We walked tall. Our huge wings were spread wide open. Two angels, unruffled by the human traffic whizzing past. Two angels on a mission. Blessing everything and everyone. Two angels. Spreading infinite timeless joy.

On our second last day we took a wrong turn. But, very early on in our journey we had decided unanimously that we would NEVER walk back. No. Only forward.


And, as always on this pilgrimage, the gods were on our side. At a small garage along the Via Formellese I asked a young man, who was busy refueling his car, where exactly we were. Turned out VERY far from where we were supposed to be. Fabiano, who got married on a beach in South Africa (how was that for serendipity!) gave us a lift and a flood of information.


To keep us living-in-the-moment though, we were attacked by a swarm of sting-flies (when we took a shortcut...). And I learnt another valuable lesson. We tried running away, but they kept coming. We used and insect-repellant stick, but still they stung us. We - on advice from a passing cyclist - plucked some leafy twigs and used it like proper sangomas (medicine women) swishing the leaves to the left and the right sides of our heads. Still, they kept coming. Stinging left, right and center. Like fighter pilots. I swore. I shouted. I cried.

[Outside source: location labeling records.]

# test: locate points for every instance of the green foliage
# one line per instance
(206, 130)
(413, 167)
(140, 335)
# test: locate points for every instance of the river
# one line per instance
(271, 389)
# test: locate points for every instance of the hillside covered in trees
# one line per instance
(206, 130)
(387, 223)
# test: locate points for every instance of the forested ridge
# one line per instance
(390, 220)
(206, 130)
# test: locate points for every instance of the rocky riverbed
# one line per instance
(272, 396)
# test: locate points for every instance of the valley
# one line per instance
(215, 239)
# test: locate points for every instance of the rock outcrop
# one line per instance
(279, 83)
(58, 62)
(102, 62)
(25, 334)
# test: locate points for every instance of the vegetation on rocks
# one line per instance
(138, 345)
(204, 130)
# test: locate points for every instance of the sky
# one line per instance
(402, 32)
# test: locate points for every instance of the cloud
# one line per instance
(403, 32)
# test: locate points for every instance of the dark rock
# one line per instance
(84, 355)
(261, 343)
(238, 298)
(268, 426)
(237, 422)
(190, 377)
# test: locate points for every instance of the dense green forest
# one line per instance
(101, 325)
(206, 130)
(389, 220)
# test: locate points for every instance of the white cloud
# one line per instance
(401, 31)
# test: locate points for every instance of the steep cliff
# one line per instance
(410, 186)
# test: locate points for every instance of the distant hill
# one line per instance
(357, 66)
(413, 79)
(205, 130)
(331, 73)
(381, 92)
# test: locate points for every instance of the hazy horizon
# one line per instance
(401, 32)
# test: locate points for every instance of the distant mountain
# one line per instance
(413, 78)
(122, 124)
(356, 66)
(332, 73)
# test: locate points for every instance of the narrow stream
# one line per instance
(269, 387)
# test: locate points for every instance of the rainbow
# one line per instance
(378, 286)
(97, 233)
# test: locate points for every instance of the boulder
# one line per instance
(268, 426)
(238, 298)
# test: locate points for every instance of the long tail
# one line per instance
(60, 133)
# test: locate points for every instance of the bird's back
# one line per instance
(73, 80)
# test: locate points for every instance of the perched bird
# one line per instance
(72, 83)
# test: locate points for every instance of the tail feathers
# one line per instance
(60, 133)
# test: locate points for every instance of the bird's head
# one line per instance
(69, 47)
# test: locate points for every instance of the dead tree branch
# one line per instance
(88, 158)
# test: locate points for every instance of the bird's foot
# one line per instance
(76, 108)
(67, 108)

Until I clicked. Everything is God. I stopped in my tracks. Filled my heart with love and gratitude. And blessed the sting-flies. Wham! In the blink of an eye they were all gone. Like one we started to sing our "marching onwards" song: Beethoven's Ode to Joy. On days when it got difficult this uplifting tune kept us going. Keeping the rhythm with our walking sticks.


Walking into Rome was one of the most difficult days of our pilgrimage. The roads were very busy and we didn't know if we were on the right track as, for the first time, the familiar red and white Via Francigena stickers were few and far between. We nearly got lost in the Parco di Monte Mario were it not for two unlikely pilgrims (they didn't carry any backpacks and looked like they were just on a stroll, not even sweating!) who came to our rescue with a GPS. Together we walked down the hill and the long straight Via Ottaviano through the Porta Angelica to the Vatican City. As so many days before (it had become our secret ritual) we were welcomed by the church bells striking 12 noon.


We walked with joy in our hearts into the huge Basilica and, together with an aged Cardinal totally immersed in his contemplative prayers, attended our last Mass.


("It's very easy to be an angel when you have nobody ruffling your feathers. You've got to get into the marketplace and BE there." - Yusuf/Cat Stevens.)